A National Emergency Message (SAME code: EAN), formerly known until 2022 as an Emergency Action Notification, is the national activation of the Emergency Alert System (EAS) used to alert the residents of the United States of a national or global emergency such as a nuclear war or any other mass casualty situation. This alert can only be activated by the president of the United States or a designated representative thereof, such as the vice president.  The Emergency Broadcast System (EBS) also carried the Emergency Action Notification. No president has ever activated the alert aside from testing, such as the 2011 national EAS test and the 2018 national EAS and WEA tests.

Operation
EAN messages are treated differently to other EAS messages. When a message is received, the receiver is to open an audio channel to the originating source until the End of Message (EOM) tones are received. After the EOM is received, stations will return to normal programming in order to broadcast immediate news coverage of the event. Formerly, stations would not resume broadcast until an Emergency Action Termination (SAME code: EAT) was issued.

The order of broadcast
Before the header codes and attention signal are sent, the participating station reads an introductory script. 
"We interrupt our programming; this is a national emergency. Important instructions will follow."

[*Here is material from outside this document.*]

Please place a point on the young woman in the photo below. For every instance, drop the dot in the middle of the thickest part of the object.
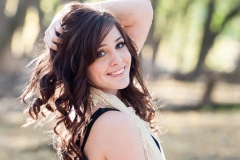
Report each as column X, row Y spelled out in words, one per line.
column 90, row 85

Emergency messages are then read in this order: 
 Presidential messages (which take priority over any other message)
 Local messages
 State messages
 National Information Center messages

A standby script is used in the case there is no new information available.

The end-of-message codes are transmitted after presidential messages are read. The operator logs the time and date the alert was received, and monitors their EAS source.

Background

The term "Emergency Action Notification" was created when the Emergency Broadcast System went into place in 1963.  Before the mid-1970s, this was the only non-test activation permitted (the same rule also applied to the earlier CONELRAD system). The EAN signifies a national emergency, as the wording shows. The Office of Civil Defense originally created the term for the national emergency notification enactment. FEMA soon took over after its creation.

Past operation
Unlike other messages, the EAN was not the alert itself, but rather a notice that the activation is beginning.   After the End of Message (EOM) tones were sent, normal programming did not resume.  Instead, most stations were to broadcast emergency information in a specific priority order.  Messages from the President are always broadcast first.  Next comes local messages, statewide and regional messages, and finally national messages not originating from the President. When an EAN was initially received, and during any time a new message was not available, an FCC mandated standby script was used (and repeated).   Other stations, which held special permission from the FCC, would sign off until the end of the EAN.

Normal programming would not continue until the transmission of an Emergency Action Termination message (SAME code: EAT).

False alarms
A properly authenticated Emergency Action Notification was incorrectly sent to United States broadcast stations at 9:33 a.m. Eastern Standard Time on February 20, 1971. At the usual time, a weekly EAN test was performed. NORAD teletype operator W.S. Eberhardt had three tapes in front of him: a test tape, and 2 tapes indicating a real emergency, instructing the use of EAN Message #1, and #2, respectively. He inadvertently used the wrong tape, with codeword "HATEFULNESS". This message ordered stations to cease regular programming immediately, and begin an Emergency Action Notification using Message #1. Message 1 states that regular programming has been interrupted at the request of the United States government, but is not specific about the cause. A cancellation message was sent at 9:59 a.m. EST, but the message's codeword, "HATEFULNESS" again, was incorrect. A cancellation message with the correct codeword, "IMPISH", was not sent until 10:13 a.m. EST. After 40 minutes and six incorrect or improperly formatted cancellation messages, the accidental activation was officially terminated.

On June 26, 2007, an EAN was accidentally activated for the state of Illinois, when new satellite delivery equipment for the EAS was accidentally left connected to a live network during what was meant to be a closed-circuit test.

On October 24, 2014, Bobby Bones' syndicated radio program broadcast audio from the 2011 national test of the EAS (the only one that was coded as an EAN), during a segment where he ranted over his local Fox affiliate's scheduling of an EAS test during a World Series game. The broadcast triggered the EAS on some broadcasters and cable systems; the program's distributor iHeartMedia was fined $1 million by the FCC for the incident.

In 2016 or 2017, KUCO-LD in the Sacramento Valley area of California conducted an unauthorized test of the EAS. However, the message read in Spanish said that the activation was for an Emergency Action Notification relaying from station K20FZ. It was due to a wrong video cartridge being inserted instead of an EAS test cartridge.